A pagare le conseguenze sono i cittadini, costretti a fronteggiare i rincari diffusi legati all’aumento dei costi degli idrocarburi. Il legame tra politiche migratorie e approvvigionamenti di gas e petrolio si palesa soprattutto per le imprese che operano nel settore. «Rappresentiamo la catena energetica petrolifera dall’estrazione della risorsa mineraria alla raffinazione fino alla distribuzione, quindi riusciamo ad avere una fotografia del mercato reale».
Da dove passa l’approvvigionamento italiano di idrocarburi?

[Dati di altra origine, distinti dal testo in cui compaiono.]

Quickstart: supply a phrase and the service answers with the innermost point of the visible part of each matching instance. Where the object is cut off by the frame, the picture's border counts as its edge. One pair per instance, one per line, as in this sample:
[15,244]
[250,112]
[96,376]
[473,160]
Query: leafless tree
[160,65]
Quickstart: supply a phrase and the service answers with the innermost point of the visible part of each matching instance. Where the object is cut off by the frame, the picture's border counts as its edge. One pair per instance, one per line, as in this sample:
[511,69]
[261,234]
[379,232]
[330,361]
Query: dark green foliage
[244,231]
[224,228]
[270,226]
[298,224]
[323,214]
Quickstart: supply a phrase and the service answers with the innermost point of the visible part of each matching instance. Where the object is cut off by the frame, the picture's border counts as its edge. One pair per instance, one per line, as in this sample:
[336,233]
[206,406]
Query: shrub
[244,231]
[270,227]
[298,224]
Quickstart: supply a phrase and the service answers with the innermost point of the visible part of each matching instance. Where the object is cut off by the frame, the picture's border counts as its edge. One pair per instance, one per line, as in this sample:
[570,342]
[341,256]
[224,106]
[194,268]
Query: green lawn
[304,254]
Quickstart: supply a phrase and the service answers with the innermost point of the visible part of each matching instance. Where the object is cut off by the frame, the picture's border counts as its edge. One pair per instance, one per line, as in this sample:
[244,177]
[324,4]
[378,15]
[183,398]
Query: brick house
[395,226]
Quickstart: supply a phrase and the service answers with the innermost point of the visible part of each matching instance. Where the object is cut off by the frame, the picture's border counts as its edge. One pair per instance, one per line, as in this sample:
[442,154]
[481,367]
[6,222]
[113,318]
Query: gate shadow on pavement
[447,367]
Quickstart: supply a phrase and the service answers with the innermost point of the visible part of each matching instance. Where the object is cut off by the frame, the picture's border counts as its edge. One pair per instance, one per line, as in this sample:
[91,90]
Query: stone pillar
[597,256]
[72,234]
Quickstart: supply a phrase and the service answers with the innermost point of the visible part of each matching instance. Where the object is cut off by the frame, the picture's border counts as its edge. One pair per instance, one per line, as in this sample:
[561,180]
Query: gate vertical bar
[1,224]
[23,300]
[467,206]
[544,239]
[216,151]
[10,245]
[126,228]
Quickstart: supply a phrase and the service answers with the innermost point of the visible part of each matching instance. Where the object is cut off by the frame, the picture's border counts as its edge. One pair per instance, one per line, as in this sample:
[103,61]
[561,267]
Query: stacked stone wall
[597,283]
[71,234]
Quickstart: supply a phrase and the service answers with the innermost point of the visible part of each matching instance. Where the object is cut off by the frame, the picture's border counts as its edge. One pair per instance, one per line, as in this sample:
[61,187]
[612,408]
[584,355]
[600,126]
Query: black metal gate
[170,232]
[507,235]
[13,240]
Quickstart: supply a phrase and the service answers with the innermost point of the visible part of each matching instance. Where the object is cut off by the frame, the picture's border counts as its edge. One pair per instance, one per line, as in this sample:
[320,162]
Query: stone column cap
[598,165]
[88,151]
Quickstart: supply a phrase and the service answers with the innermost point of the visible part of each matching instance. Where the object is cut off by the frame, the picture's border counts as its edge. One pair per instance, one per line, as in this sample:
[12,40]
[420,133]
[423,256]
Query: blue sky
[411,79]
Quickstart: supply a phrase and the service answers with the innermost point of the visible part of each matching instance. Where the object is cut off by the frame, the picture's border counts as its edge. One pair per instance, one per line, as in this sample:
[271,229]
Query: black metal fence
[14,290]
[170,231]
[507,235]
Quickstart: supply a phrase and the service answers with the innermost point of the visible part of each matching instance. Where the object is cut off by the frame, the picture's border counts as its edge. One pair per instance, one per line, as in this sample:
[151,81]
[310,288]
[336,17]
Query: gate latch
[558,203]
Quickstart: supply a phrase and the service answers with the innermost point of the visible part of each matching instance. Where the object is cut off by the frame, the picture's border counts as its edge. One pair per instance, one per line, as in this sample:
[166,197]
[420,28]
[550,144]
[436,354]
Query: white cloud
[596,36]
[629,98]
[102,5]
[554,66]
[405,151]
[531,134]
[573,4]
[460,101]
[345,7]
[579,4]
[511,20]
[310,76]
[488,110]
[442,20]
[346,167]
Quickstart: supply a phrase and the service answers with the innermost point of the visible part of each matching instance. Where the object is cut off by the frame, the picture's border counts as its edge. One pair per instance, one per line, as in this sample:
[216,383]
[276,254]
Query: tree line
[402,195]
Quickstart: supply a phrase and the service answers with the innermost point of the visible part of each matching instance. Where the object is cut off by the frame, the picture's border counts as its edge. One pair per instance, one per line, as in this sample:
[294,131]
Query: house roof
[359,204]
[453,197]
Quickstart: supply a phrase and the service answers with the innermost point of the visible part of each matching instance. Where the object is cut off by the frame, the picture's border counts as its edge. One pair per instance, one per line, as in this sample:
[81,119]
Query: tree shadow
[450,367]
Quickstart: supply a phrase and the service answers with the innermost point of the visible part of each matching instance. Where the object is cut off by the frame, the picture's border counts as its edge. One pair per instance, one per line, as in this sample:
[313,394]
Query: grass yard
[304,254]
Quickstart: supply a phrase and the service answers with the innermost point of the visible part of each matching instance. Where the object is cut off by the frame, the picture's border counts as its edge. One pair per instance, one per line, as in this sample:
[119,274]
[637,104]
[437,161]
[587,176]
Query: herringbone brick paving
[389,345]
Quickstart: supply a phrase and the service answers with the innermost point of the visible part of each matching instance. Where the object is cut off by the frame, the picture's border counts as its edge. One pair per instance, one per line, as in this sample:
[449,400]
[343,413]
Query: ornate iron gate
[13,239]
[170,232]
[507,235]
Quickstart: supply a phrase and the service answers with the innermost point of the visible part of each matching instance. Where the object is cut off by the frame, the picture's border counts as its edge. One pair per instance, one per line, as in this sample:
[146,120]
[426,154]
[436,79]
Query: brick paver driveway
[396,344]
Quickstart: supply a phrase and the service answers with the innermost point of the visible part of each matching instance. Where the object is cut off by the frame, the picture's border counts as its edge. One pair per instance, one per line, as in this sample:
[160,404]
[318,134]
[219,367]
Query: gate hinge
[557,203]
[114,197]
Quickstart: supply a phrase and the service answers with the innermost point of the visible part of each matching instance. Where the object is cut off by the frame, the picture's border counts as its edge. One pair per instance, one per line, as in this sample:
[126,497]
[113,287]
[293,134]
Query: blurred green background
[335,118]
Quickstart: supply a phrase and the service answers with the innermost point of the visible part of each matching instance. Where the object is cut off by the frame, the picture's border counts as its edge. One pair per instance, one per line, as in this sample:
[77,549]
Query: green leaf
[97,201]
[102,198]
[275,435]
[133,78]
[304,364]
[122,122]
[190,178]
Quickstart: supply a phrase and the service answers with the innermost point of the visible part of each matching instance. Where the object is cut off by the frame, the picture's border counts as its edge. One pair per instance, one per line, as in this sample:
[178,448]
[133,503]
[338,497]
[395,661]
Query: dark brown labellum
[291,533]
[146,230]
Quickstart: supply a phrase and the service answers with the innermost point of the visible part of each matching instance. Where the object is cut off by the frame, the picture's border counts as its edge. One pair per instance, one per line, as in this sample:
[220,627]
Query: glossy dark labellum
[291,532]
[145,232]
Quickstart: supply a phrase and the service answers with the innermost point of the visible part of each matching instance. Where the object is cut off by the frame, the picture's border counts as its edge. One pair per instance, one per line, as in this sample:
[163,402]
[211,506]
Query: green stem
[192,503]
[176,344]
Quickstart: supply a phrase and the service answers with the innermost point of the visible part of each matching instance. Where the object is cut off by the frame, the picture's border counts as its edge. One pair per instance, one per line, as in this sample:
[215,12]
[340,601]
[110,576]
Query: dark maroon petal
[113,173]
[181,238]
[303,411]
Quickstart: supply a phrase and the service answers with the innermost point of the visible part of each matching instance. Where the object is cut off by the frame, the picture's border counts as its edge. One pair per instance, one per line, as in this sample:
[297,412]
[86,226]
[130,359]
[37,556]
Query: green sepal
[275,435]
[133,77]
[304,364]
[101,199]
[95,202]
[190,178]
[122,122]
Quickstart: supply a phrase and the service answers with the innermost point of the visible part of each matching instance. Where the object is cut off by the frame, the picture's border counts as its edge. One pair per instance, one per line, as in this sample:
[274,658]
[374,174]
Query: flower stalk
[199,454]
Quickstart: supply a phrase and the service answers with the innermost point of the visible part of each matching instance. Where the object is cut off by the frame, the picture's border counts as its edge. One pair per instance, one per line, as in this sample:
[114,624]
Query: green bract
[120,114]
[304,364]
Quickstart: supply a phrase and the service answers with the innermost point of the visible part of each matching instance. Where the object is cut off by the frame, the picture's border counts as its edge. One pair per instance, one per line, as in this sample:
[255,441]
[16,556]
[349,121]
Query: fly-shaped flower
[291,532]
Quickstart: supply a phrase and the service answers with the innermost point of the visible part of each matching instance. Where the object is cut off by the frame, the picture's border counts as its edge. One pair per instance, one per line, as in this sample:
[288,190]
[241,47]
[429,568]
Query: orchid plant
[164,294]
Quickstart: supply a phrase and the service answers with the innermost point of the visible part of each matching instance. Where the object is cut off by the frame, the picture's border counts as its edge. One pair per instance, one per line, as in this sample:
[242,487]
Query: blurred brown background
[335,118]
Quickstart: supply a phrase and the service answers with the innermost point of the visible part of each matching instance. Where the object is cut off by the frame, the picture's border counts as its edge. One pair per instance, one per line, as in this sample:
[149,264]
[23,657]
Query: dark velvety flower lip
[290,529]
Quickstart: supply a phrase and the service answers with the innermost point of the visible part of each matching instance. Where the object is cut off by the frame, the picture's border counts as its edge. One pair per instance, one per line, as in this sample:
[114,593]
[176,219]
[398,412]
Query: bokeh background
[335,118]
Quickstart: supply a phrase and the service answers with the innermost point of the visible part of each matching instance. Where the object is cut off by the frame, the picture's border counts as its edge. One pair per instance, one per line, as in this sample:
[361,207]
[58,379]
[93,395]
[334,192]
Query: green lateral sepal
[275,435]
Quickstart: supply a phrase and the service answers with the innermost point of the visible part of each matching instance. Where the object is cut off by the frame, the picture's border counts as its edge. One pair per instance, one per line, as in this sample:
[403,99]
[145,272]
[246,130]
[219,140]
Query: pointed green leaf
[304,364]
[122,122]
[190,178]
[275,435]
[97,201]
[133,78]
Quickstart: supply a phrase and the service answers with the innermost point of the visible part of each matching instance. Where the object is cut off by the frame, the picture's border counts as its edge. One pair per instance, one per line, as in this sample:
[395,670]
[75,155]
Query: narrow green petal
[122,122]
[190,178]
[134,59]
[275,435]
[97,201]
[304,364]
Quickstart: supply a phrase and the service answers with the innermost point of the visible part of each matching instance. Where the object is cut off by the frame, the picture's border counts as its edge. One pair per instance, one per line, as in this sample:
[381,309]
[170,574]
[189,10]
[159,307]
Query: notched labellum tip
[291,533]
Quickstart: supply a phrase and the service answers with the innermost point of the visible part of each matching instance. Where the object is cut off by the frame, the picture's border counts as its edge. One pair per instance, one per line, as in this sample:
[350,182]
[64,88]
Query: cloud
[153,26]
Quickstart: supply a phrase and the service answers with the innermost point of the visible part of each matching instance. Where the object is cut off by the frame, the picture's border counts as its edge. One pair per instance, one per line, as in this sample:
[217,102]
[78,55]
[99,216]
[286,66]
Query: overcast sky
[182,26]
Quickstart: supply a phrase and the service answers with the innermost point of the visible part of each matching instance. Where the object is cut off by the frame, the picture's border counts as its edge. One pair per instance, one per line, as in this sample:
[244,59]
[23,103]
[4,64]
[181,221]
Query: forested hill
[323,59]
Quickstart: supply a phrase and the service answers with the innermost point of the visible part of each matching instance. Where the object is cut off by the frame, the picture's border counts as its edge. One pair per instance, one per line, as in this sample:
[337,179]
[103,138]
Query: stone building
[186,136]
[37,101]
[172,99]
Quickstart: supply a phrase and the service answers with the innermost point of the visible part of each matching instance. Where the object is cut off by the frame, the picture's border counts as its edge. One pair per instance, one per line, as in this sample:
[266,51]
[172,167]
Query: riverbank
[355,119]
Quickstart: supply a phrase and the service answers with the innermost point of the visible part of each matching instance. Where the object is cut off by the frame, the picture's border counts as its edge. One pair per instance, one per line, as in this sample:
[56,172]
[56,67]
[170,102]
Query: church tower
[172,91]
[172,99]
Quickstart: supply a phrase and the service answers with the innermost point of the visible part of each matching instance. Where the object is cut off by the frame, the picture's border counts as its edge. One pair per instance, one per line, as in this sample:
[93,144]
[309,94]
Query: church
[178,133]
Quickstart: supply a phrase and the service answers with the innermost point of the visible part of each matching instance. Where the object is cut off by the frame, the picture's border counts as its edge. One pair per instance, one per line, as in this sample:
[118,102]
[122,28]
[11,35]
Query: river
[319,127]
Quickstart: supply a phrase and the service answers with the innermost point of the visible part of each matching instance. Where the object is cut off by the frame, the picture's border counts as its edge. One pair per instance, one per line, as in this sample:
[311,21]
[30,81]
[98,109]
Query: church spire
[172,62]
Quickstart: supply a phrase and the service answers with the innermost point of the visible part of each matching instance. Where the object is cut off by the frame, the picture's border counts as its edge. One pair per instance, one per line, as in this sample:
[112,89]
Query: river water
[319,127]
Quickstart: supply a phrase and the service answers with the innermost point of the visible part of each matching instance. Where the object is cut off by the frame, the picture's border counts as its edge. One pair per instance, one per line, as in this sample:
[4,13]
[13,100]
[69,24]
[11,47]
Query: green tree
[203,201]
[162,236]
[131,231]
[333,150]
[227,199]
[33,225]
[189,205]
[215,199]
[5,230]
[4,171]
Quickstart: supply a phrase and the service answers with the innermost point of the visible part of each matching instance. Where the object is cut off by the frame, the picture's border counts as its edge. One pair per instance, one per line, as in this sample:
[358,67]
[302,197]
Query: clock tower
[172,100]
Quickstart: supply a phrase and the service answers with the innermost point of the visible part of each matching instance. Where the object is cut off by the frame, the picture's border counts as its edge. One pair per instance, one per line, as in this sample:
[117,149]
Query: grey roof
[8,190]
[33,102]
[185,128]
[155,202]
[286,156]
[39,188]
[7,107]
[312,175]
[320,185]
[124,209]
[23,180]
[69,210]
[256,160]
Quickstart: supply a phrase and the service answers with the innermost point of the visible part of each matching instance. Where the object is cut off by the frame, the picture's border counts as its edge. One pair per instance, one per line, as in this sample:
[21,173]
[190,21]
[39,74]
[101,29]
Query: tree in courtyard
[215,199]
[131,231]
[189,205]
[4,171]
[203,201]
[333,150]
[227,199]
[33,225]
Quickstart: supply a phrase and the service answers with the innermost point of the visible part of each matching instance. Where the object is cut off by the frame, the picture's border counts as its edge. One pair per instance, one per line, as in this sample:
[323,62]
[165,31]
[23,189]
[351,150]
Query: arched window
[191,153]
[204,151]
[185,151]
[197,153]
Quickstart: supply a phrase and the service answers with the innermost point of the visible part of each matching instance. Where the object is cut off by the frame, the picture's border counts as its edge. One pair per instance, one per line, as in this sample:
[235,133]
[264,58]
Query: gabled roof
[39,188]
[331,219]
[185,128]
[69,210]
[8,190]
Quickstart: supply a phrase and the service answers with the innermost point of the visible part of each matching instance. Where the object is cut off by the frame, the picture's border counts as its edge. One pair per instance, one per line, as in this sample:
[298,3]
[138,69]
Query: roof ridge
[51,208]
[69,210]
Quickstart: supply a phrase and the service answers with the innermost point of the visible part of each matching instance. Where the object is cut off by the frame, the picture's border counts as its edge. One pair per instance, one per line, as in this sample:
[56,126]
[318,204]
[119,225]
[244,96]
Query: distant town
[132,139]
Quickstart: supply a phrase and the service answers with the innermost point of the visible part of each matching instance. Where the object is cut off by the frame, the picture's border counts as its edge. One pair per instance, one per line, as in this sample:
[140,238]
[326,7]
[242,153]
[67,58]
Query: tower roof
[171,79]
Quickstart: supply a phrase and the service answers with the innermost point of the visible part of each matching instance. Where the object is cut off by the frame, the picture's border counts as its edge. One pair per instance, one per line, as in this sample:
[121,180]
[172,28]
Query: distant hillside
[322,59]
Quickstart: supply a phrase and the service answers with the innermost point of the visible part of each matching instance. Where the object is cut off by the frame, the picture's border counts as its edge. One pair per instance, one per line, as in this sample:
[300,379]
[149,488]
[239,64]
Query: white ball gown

«In Italia, il governo Meloni ha detto sì alle nuove trivellazioni, ma di fatto siamo fermi e le nostre aziende lavorano principalmente all’estero: Libia, Mozambico, Qatar e Marocco, dove si sta lavorando con una grande compagnia petrolifera ad un nuovo pozzo esplorativo offshore. Il mercato energetico italiano non si è evoluto negli ultimi 15 anni, siamo in una fase di stallo, anche se abbiamo più di 600 pozzi già perforati, ma inattivi, dai quali potremmo estrarre gas e petrolio. Per sopperire alla carenza di idrocarburi e soddisfare il fabbisogno del Paese ne importiamo oltre il 90%. In più abbiamo poche raffinerie per trasformare il petrolio greggio e ciò fa aumentare i prezzi per il consumatore finale, dalle bollette agli scaffali dei supermercati. È da sottolineare che parliamo di materie prime che, oltre al gas per le abitazioni e al carburante per i serbatoi delle auto, consentono attraverso l’industria petrolchimica di realizzare tutto ciò che contiene plastica e/o dei colori, dai tessuti ai manufatti».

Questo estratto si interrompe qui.